But Hatteras did not answer. Evidently he had lost all interest in the conversation, or perhaps he was listening without hearing.
“Well,” answered the doctor, “according to certain scientific men, it would be worth while to try this expedition.”
“What! really?” exclaimed Johnson.
“But let me finish,” answered the doctor. “I will tell you. I must first tell you this flattening of the poles is the cause of the precession of the equinoxes; that is to say, why every year the vernal equinox comes a day sooner than it would if the earth were perfectly round. This comes from the attraction of the sun operating in a different way on the heaped-up land of the equator, which then experiences a retrograde movement. Subsequently it displaces this Pole a little, as I just said. But, independently of this effect, this flattening ought to have a more curious and more personal effect, which we should perceive if we had mathematical sensibility.”

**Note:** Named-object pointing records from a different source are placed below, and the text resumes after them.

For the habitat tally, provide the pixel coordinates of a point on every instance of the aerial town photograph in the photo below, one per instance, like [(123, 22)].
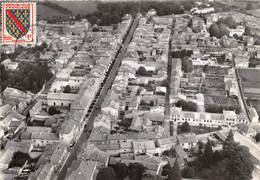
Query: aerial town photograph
[(130, 90)]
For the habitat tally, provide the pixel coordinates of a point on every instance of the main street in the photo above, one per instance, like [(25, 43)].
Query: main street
[(99, 98)]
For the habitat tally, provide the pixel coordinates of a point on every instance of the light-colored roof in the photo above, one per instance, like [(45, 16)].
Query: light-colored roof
[(85, 171), (44, 136), (187, 138)]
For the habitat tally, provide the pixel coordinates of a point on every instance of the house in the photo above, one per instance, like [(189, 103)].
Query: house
[(36, 109), (239, 31), (166, 143), (9, 65), (241, 61), (5, 158), (59, 156), (46, 173), (24, 147), (253, 115), (67, 132), (61, 99), (90, 152), (202, 10), (15, 94), (187, 140), (42, 139), (144, 147), (83, 170)]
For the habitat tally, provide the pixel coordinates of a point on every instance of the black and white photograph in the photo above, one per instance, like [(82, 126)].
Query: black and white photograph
[(129, 89)]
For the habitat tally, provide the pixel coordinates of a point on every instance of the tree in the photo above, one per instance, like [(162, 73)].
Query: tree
[(188, 172), (248, 31), (165, 83), (200, 148), (230, 22), (106, 173), (136, 171), (3, 73), (67, 89), (207, 155), (166, 169), (214, 30), (257, 42), (185, 127), (151, 177), (229, 140), (187, 66), (239, 162), (223, 30), (250, 6), (53, 110), (175, 173), (141, 71), (257, 137), (121, 170)]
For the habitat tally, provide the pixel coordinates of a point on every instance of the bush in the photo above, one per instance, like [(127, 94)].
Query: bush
[(141, 71), (185, 127), (67, 89), (53, 110), (188, 172), (257, 137)]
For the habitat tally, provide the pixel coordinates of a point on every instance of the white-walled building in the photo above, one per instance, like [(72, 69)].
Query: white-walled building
[(227, 118)]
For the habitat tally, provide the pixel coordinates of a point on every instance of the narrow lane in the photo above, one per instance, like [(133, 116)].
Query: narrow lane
[(98, 101)]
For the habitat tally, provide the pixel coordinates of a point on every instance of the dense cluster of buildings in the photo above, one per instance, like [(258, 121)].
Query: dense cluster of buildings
[(79, 57), (201, 83)]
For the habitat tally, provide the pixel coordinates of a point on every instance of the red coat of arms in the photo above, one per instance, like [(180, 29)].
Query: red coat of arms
[(19, 23)]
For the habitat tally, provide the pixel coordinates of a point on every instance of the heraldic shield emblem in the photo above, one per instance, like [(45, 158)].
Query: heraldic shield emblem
[(18, 23)]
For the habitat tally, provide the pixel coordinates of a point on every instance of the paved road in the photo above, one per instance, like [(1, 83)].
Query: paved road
[(96, 104), (254, 149)]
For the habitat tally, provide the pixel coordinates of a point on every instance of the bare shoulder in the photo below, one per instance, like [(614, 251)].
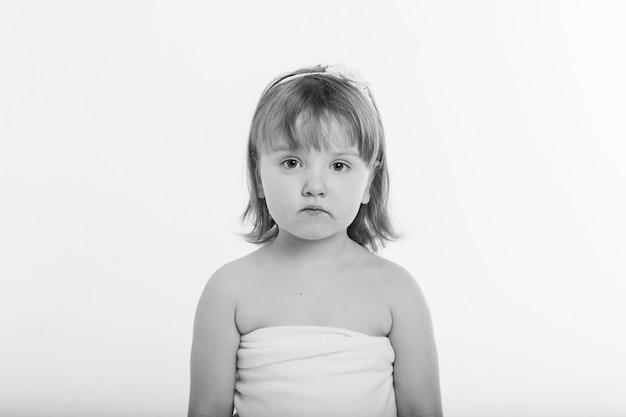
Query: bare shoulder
[(227, 282), (397, 280)]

“What do you mean?” asked Bell.
“I mean that we are heavier here than at Liverpool.”
“Heavier?”
“Yes; ourselves, the dogs, our guns, and instruments!”
“Is it possible?”
“Certainly, and for two reasons: the first is, that we are nearer the centre of the globe, which consequently attracts us more strongly, and this force of gravitation is nothing but weight; the second is, the rotary force, which is nothing at the pole, is very marked at the equator, and objects there have a tendency to fly from the earth: they are less heavy.”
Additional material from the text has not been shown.